RTI-55

Clinical data
- Other names: (–)-2β-Carbomethoxy-3β-(4-iodophenyl)tropane; β-CIT; iometopane; iometopane I 123 (USAN); iometopane ^{123}I (INN); iometopane I 125 (USAN); iometopane ^{125}I (INN)

Legal status
- Legal status: UK: Class A; US: Schedule II;

Identifiers
- IUPAC name Methyl (1R,2S,3S)-3-(4-iodophenyl)-8-methyl-8-azabicyclo[3.2.1]octane-2-carboxylate;
- CAS Number: 135416-43-2;
- PubChem CID: 108220;
- UNII: 4H1Z7121WS;
- CompTox Dashboard (EPA): DTXSID801126429 ;

Chemical and physical data
- Formula: C_{16}H_{20}INO_{2}
- Molar mass: 385.245 g·mol^{−1}
- 3D model (JSmol): Interactive image;
- SMILES CN1[C@H]2CC[C@@H]1[C@H]([C@H](C2)C3=CC=C(C=C3)I)C(=O)OC;

= RTI-55 =

Chemical compound

RTI(-4229)-55, also called RTI-55 or iometopane, is a phenyltropane-based psychostimulant used in scientific research and in some medical applications. This drug was first cited in 1991. RTI-55 is a non-selective dopamine reuptake inhibitor derived from methylecgonidine. However, more selective analogs are derived by conversion to "pyrrolidinoamido" RTI-229, for instance. Due to the large bulbous nature of the weakly electron withdrawing iodo halogen atom, RTI-55 is the most strongly serotonergic of the simple para-substituted troparil based analogs. In rodents RTI-55 actually caused death at a dosage of 100 mg/kg, whereas RTI-51 and RTI-31 did not. Another notable observation is the strong propensity of RTI-55 to cause locomotor activity enhancements, although in an earlier study, RTI-51 was actually even stronger than RTI-55 in shifting baseline LMA. This observation serves to highlight the disparities that can arise between studies.

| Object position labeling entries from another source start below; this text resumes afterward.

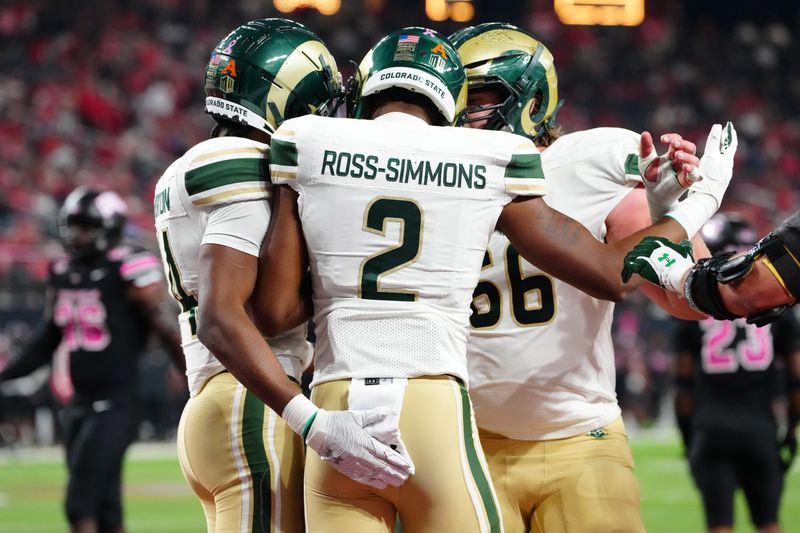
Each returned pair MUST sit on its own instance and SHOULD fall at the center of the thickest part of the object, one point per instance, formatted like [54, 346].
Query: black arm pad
[782, 248]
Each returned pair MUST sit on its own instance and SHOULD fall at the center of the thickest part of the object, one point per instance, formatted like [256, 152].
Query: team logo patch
[437, 62]
[439, 49]
[226, 84]
[406, 48]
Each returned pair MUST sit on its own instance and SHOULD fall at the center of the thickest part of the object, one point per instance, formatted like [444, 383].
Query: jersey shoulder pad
[284, 146]
[226, 170]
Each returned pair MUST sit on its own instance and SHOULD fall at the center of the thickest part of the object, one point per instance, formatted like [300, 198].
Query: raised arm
[564, 248]
[39, 350]
[154, 306]
[282, 299]
[226, 280]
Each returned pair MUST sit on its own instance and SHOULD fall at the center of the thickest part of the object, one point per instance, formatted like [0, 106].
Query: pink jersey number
[721, 355]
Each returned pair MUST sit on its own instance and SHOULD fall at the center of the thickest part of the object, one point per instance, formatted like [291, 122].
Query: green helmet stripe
[283, 153]
[224, 173]
[296, 68]
[632, 165]
[525, 166]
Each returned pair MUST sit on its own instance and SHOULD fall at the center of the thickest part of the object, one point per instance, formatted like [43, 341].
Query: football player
[103, 299]
[212, 211]
[393, 214]
[727, 383]
[540, 354]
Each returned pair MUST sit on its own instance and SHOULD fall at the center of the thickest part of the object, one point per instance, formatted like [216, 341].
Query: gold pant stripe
[236, 448]
[477, 467]
[241, 460]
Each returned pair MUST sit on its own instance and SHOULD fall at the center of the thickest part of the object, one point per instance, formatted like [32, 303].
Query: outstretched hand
[679, 161]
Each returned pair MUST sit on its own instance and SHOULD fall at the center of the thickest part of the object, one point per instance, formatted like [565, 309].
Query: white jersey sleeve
[540, 355]
[217, 193]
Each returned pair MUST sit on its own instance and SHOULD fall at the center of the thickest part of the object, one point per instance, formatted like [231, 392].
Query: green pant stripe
[257, 463]
[484, 488]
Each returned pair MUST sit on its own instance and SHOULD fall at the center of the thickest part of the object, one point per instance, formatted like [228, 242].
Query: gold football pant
[450, 491]
[582, 483]
[241, 460]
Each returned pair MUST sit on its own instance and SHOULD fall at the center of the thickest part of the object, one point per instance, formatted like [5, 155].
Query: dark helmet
[91, 221]
[270, 70]
[505, 57]
[416, 59]
[726, 232]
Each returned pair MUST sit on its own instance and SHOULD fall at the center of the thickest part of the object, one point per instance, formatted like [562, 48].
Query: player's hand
[666, 177]
[659, 261]
[716, 165]
[788, 450]
[342, 440]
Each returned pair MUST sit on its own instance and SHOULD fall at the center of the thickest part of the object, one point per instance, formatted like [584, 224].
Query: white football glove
[342, 440]
[716, 165]
[714, 174]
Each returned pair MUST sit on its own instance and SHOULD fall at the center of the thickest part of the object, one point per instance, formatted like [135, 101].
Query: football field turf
[158, 500]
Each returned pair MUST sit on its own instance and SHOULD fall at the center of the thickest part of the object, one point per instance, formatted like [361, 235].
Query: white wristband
[694, 212]
[298, 414]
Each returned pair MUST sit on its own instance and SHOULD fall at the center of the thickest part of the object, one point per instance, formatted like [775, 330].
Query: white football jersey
[397, 215]
[540, 355]
[216, 193]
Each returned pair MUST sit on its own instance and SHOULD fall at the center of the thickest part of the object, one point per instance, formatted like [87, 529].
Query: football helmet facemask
[504, 57]
[416, 59]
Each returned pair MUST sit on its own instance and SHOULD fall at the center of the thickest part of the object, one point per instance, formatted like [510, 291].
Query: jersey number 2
[379, 212]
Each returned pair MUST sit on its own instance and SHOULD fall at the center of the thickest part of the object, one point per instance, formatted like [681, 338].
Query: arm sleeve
[283, 157]
[240, 226]
[524, 175]
[141, 269]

RTI-55 is one of the most potent phenyltropane stimulants commercially available, which limits its use in humans, as it might have significant abuse potential if used outside a strictly controlled medical setting. However, it is definitely worthy of mentioning that increasing the size of the halogen atom attached to troparil serves to reduce the number of lever responses in a session when these analogs were compared in a study. Although RTI-55 wasn't specifically examined in this study the number of lever responses in a given session was of the order cocaine > WIN35428 > RTI-31 > RTI-51.

In contrast to RTI-31 which is predominantly dopaminergic, increasing the size of the covalently bonded halogen from a chlorine to an iodine markedly increases the affinity for the SERT, while retaining mostly all of its DAT blocking activity.

The radiopharmaceutical forms of RTI-55, in which the iodine atom is radioiodine so that the drug can be used in single-photon emission computed tomography, are called iometopane I 123 (USAN) or iometopane ^{123}I (INN) and iometopane I 125 (USAN) or iometopane ^{125}I (INN). The ^{123}I and ^{125}I isotopes are favored because they are very-high-energy γ-ray emitters.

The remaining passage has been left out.